We heard today that the inflation experienced by the poorest people is greater than that experienced by the richest. This is for the simple reason that inflation in food and fuel is much greater than inflation generally, and even more because the costs experienced by richer people are often represented in large part by mortgage payments on property, and the current minuscule interest rate is in fact making those payments lower than ever before. So feeding ourselves is getting more expensive, but feeding ourselves is also a much greater proportion of poorer people’s expenditure than it is of richer people’s.
It’s true as well that feeding ourselves is increasingly becoming not a means of nutrition, but a means of self-abuse. Channel 4′s modern day freak-show, Embarrassing Fat Bodies, illustrated this again last night in its trade-mark gory and repulsive detail. Much of this “eating as self-harm” has its roots in the kind of food people eat, and it’s equally generally true that the diets of poorer people are worse in this respect than those of richer people. One of the commonest explanations of this relationship is that bad food is also cheap food. Poor people cannot afford to eat well or healthily.

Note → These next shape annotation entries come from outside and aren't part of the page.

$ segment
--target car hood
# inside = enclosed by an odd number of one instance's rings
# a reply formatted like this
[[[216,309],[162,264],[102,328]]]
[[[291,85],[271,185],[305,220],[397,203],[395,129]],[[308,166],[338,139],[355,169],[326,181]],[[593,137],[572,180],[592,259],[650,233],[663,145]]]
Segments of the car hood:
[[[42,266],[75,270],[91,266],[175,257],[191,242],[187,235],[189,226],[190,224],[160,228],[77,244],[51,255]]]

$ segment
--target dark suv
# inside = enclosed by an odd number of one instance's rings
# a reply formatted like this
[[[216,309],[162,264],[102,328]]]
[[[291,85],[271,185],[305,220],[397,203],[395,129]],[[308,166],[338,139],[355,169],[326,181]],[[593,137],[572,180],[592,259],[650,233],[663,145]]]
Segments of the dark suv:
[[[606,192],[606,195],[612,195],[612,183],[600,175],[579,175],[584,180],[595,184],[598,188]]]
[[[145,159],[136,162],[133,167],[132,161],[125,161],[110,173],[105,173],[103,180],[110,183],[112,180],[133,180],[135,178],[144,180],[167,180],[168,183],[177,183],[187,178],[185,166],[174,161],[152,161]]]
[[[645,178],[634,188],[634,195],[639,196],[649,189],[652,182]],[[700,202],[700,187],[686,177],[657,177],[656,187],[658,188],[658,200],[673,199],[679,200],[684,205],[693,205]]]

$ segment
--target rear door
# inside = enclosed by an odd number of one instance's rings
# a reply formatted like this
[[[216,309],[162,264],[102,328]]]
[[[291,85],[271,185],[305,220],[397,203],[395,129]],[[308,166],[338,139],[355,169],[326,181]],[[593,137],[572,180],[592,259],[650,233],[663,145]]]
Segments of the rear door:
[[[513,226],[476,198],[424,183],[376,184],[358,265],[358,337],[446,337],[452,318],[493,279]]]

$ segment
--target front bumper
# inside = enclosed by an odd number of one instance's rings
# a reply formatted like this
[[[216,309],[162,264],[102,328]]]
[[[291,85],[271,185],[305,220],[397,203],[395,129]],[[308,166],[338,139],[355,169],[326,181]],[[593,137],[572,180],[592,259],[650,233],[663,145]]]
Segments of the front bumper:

You will sometimes hear campaigners claim that the poor are the main beneficiaries of sin taxes because, having less money, they will be the first to cut down or give up and, therefore, get healthier/cut their carbon footprint/have more disposable income.
This is one of the great myths in public health that has endured despite decades—indeed centuries—of evidence showing the opposite. Tobacco is the starkest example because there has been a clear transition from smoking being equally popular across the social spectrum to it being—after 60 years of punitive taxation—much more prevalent amongst the poor. We know all this beyond a doubt. To continue pushing up taxes on undesirable products in the full knowledge that the poor are least likely to change their ways seems a little exploitative.
...one of the main reasons gas, electricity and food are so expensive is that the price has been artificially inflated to serve an alleged environmental agenda. Oil and wheat prices exacerbate the problem, but the price of diesel from the pumps pushes up the price of practically everything. In the UK, the majority of that price is tax which has been escalating since the 1980s, ostensibly to deter people from driving.
Likewise, there is a conscious effort to 'wean people' off fossil fuels, and the rising price of gas and electricity reflects the policy of successive governments who are forcing energy companies to use less efficient, pricier forms of power (obviously this is not helped by the fact that these companies are also greedy bastards operating in a sham of a market).